Das Pfarrhaus stand im Mittelpunkt: Ein Bereich war das Mauern und Verputzen. Wir haben auch den Putz selber angemischt. Das war der Bereich, in dem ich am meisten gearbeitet habe. Alle Wände und Decken wurden für eine neue Schicht vorbereitet, denn es gab fünf verschiedene Farbschichten. Von diesen haben wir Proben genommen, um zu sehen, welche Schichten es überhaupt vorher in den Räumen gegeben hatte: In den vorderen beiden Räumen wurde alles abgekratzt, was locker war. Ein weiterer Bereich betraf die Fenster: Wir haben den Lack abgekratzt – alles von Hand. Generell wurde stark darauf geachtet, auf denkmalgerechte Art und Weise zu arbeiten, was durchaus viel Zeit in Anspruch genommen hat. Wir haben neue Fensterscheiben eingekittet und sie anschließend wieder eingebaut. Außerdem haben wir uns um das Hoftor gekümmert: Tor samt Torbogen sind zu Beginn der 2000er Jahre durch einen herabfallenden Baum zerstört worden. Der Torbogen wurde nachkonstruiert, aber das Tor selbst war aus Fichte zusammengezimmert und war mittlerweile nicht mehr nutzbar.

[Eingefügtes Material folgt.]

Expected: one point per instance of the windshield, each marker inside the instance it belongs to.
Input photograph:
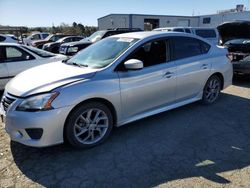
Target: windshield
(96, 36)
(102, 53)
(39, 52)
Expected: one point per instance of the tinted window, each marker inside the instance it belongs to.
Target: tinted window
(206, 20)
(178, 30)
(152, 53)
(187, 31)
(2, 38)
(186, 47)
(16, 54)
(206, 33)
(45, 35)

Um nach dem historischen Vorbild wieder ein Tor reinzusetzen, haben wir dieses neue Tor gebaut, mit Hilfe einer Z-Konstruktion und mit großen Eichenbalken. Eine der Freiwilligen ist Bauzeichnerin und konnte die Skizzen für die Konstruktion anfertigen, die richtig schön geworden ist.

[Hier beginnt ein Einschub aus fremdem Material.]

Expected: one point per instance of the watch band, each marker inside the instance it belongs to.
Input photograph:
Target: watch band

Dann gab es aber noch eine theoretische Seite der Sommerschule…
Ja, darüber hinaus gab es auch ein bisschen Geschichte: Hauptsächlich Vorträge von Gastprofessoren. Ein Restaurator hat mit uns die Wandproben genommen und dazu auch Geschichtliches vermittelt. In einem Vortrag ging es um die Kirchenburgen im Allgemeinen, in einem anderen um die Restaurierung von Steinen, in einem weiteren um die Geschichte des Pfarrhauses in Trappold.

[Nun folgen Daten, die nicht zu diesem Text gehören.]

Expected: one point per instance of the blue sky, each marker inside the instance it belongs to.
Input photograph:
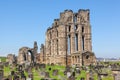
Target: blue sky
(24, 21)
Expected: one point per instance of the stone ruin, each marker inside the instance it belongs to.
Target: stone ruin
(11, 58)
(68, 41)
(27, 54)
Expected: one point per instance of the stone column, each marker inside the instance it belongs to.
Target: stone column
(72, 37)
(79, 38)
(87, 38)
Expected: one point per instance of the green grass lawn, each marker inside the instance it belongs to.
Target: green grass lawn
(36, 73)
(3, 59)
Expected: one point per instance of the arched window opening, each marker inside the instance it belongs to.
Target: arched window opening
(76, 42)
(68, 45)
(87, 57)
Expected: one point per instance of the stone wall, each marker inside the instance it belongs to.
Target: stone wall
(70, 35)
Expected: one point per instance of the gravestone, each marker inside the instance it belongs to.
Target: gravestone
(10, 77)
(55, 72)
(77, 70)
(1, 74)
(82, 78)
(68, 74)
(12, 73)
(117, 76)
(50, 69)
(1, 67)
(47, 75)
(42, 66)
(91, 75)
(42, 74)
(30, 75)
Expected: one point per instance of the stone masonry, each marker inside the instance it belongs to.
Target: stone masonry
(68, 41)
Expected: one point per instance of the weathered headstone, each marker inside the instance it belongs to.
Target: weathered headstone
(1, 74)
(47, 75)
(55, 72)
(68, 74)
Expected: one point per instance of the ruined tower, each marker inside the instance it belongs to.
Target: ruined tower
(69, 39)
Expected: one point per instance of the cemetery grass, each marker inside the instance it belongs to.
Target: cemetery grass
(3, 59)
(36, 73)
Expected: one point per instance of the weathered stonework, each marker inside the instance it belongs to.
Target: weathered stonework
(11, 58)
(68, 41)
(27, 54)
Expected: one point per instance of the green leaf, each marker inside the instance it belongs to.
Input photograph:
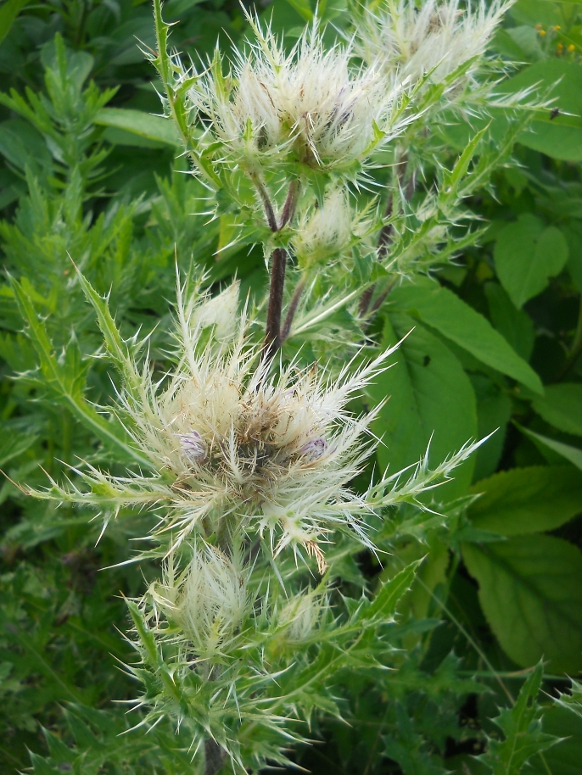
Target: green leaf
(562, 407)
(567, 451)
(522, 730)
(150, 127)
(493, 414)
(527, 500)
(560, 137)
(66, 378)
(419, 385)
(564, 758)
(530, 590)
(514, 324)
(116, 346)
(8, 14)
(448, 314)
(12, 444)
(387, 597)
(573, 701)
(527, 255)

Was, würdest du sagen, ist das Besondere an dem Format?
Das Besondere besteht in der Praxisnähe und der Vielfalt an Möglichkeiten, sich auszuprobieren. Als Student beschäftigt man sich viel mit Theorie, aber wenn man einmal selber an so einem Haus baut, fühlt man, welche Arbeitsschritte dazugehören. Besonders ist auch das Beisammensein verschiedener Menschen, die alle ein ähnliches Interesse haben. Den Austausch – auch den kulturellen Austausch zwischen Deutschen und Rumänen – fand ich sehr spannend.

Was hat es dir persönlich gebracht, bei diesem Format dabei zu sein?
Einen Bezug zu verschiedenen Arten des Handwerks, vor allen Dingen zum Mauern: Ich habe durch die Praxiserfahrung ein Verständnis dafür bekommen. Auch das Leben in dem kleinen Dorf und die Stimmung dort haben mir viel gegeben. Und natürlich konnte ich während der beiden Wochen Kontakte knüpfen.

Was war für dich das  Spannendste an der Erfahrung dort?
Wenn ich eine Sache hervorheben müsste, wäre es das Erforschen der Geschichte des Pfarrhauses: Es gab zum Beispiel einmal eine Terrasse, die irgendwann verschlossen wurde. Es war spannend, die Entwicklung des Hauses nachzuvollziehen und dann Teil dieser Entwicklung zu werden, indem man seine eigene Arbeit dort einfließen lässt.

Wie war es für dich, an so einem Format in Rumänien teilzunehmen?
Hier ist es natürlich anders als zu Hause: Es war interessant zu sehen, wie Dinge hier umgesetzt werden und wie die Leute hier sind. Mein Eindruck auf dem Dorf war, dass die Leute hier Macher sind. Sie kamen dazu und haben einfach mit einem Gefährt den Weg freigeräumt oder etwas geschweißt, waren auf Zack. In Deutschland würde man an viele Dinge vielleicht etwas verkopfter herangehen.

Wofür denkst du, war diese Erfahrung wichtig?
Für mich persönlich, um sicherzugehen und herauszufinden, in welchem Bereich ich arbeiten will: Handwerklich restaurieren, mit alten Dingen arbeiten, sich mit Geschichte beschäftigen. Insgesamt war es mir auch wichtig, den Erhalt von Kultur und Denkmälern zu fördern und zu unterstützen.

Was würdest du jemandem sagen, der am „Heritage Lab“ teilnehmen will?
Lass es auf dich zukommen! Wenn man in diese Richtung interessiert ist, ist es sehr unwahrscheinlich, dass man aus dieser Schule keine Freude oder keine Schlüsse ziehen kann. Ich glaube, etwas, was ich hier gelernt habe, ist: Einfach mal zu machen.